Focal Passage: 1 Cor. 14:20-33
As a pastor who has moved several times, I know how good hospitality to a newcomer feels; but it is probably true that first-time guests in some churches do not always feel welcome.
Every human being has the same basic needs to feel affirmed and valued and welcomed into the lives of others.
Gladys, more than anybody else, helped me see this.
Upon moving to Baltimore, my wife and I bought a lovely house with a needy yard. I was certain that no landscaping business wanted to provide "just a little help." With my well-rehearsed speech, I called a local landscaping business anyway.
"Hello, this is Gladys," said the receptionist.
I explained my need to Gladys. "I've tried to improve my yard," I said, "but I have only made matters worse. I need some help, but I'm not ready to sign a contract, and I don't want to be pressured."
"Darling," she said, "what is your name?" I told her.

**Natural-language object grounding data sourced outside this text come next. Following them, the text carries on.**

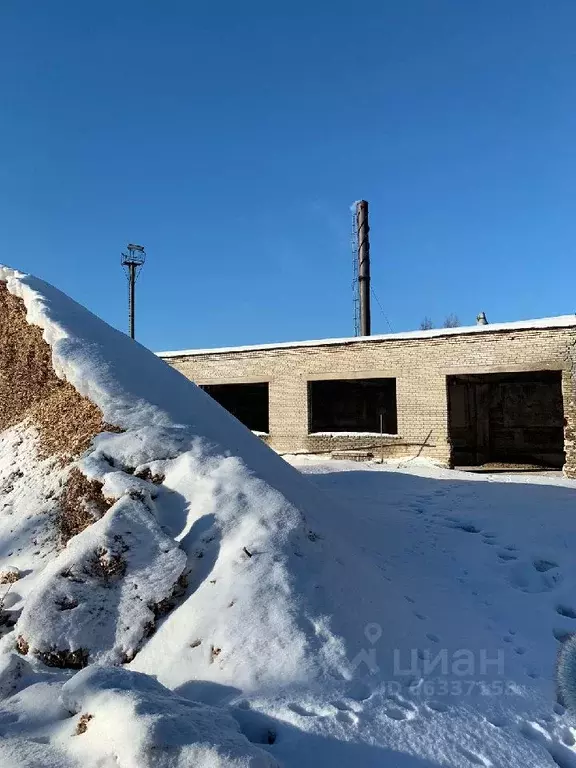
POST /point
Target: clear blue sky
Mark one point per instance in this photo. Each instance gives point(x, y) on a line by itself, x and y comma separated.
point(230, 138)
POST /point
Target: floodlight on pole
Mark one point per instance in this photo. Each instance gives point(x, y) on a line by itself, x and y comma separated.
point(133, 261)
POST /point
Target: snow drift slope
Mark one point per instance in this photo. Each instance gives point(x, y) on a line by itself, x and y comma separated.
point(203, 520)
point(234, 507)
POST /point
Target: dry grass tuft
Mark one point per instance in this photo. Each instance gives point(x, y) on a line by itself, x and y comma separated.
point(29, 388)
point(81, 503)
point(82, 726)
point(64, 659)
point(146, 474)
point(9, 577)
point(106, 565)
point(22, 645)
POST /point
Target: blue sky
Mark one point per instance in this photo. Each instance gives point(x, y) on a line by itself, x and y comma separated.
point(230, 138)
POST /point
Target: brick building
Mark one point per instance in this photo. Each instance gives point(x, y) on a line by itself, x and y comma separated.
point(500, 393)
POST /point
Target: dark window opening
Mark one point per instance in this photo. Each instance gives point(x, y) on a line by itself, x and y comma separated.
point(508, 418)
point(248, 402)
point(353, 405)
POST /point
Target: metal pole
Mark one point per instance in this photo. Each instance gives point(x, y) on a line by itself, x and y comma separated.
point(363, 266)
point(131, 297)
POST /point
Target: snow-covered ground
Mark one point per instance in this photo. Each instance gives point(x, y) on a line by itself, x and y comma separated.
point(327, 613)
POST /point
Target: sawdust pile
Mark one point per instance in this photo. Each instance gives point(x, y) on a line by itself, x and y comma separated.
point(29, 388)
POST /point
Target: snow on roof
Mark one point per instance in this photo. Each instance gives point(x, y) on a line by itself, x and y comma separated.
point(562, 321)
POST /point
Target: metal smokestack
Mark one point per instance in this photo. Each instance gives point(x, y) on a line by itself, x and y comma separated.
point(363, 241)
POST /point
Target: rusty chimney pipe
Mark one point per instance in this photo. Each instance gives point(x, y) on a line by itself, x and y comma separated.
point(363, 241)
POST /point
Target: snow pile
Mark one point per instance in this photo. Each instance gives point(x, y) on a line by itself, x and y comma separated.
point(129, 719)
point(242, 513)
point(99, 598)
point(229, 611)
point(177, 521)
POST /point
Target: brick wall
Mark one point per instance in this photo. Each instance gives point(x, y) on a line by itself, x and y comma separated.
point(420, 367)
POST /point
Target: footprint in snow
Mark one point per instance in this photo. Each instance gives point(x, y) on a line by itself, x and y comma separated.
point(358, 691)
point(397, 708)
point(561, 634)
point(474, 757)
point(506, 556)
point(299, 710)
point(498, 721)
point(534, 577)
point(466, 527)
point(566, 611)
point(562, 755)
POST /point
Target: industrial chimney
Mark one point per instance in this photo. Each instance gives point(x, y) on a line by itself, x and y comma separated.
point(481, 319)
point(363, 241)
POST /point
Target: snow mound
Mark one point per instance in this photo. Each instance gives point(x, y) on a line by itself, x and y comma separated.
point(99, 598)
point(196, 491)
point(129, 718)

"Well, Sugar Pie," she continued, "ain't nobody here gonna take advantage of you. If they do, old Gladys is gonna do some neck wringing." I knew immediately that I was talking to a friend. I felt a warm welcome into her life and her business.
"Now, Sweetie, you don't have a problem," she said. "You have a friend. Baby doll, you let me send Tim over to take a peek, and if he don't treat you right, I'll come myself."
Tim came and did a good job. I paid more than I had expected to pay, but it didn't seem to matter because, though I had only known her for 10 minutes, Gladys and I were dear friends. Soon enough, I realized that it wasn't Tim I really needed. It was Gladys, so I called her again.
"Lord have mercy!" she wailed as I told her who I was. "Did Tim treat you unkindly, darling?"
"No," I assured her. "I just thought I might get Tim to help me with a second project."
"Well, Baby Doll, you tell me what you got in mind, and Gladys will work a magic spell." Her "spell" wasn't another contract. It was gracious hospitality.
Every church needs a Gladys to affirm newcomers and to reassure them that they are important. Hospitality to newcomers must be sincere, but more than that, it must be warm and personal, and it must affirm the value and worth of visitors who are really guests, of our Lord.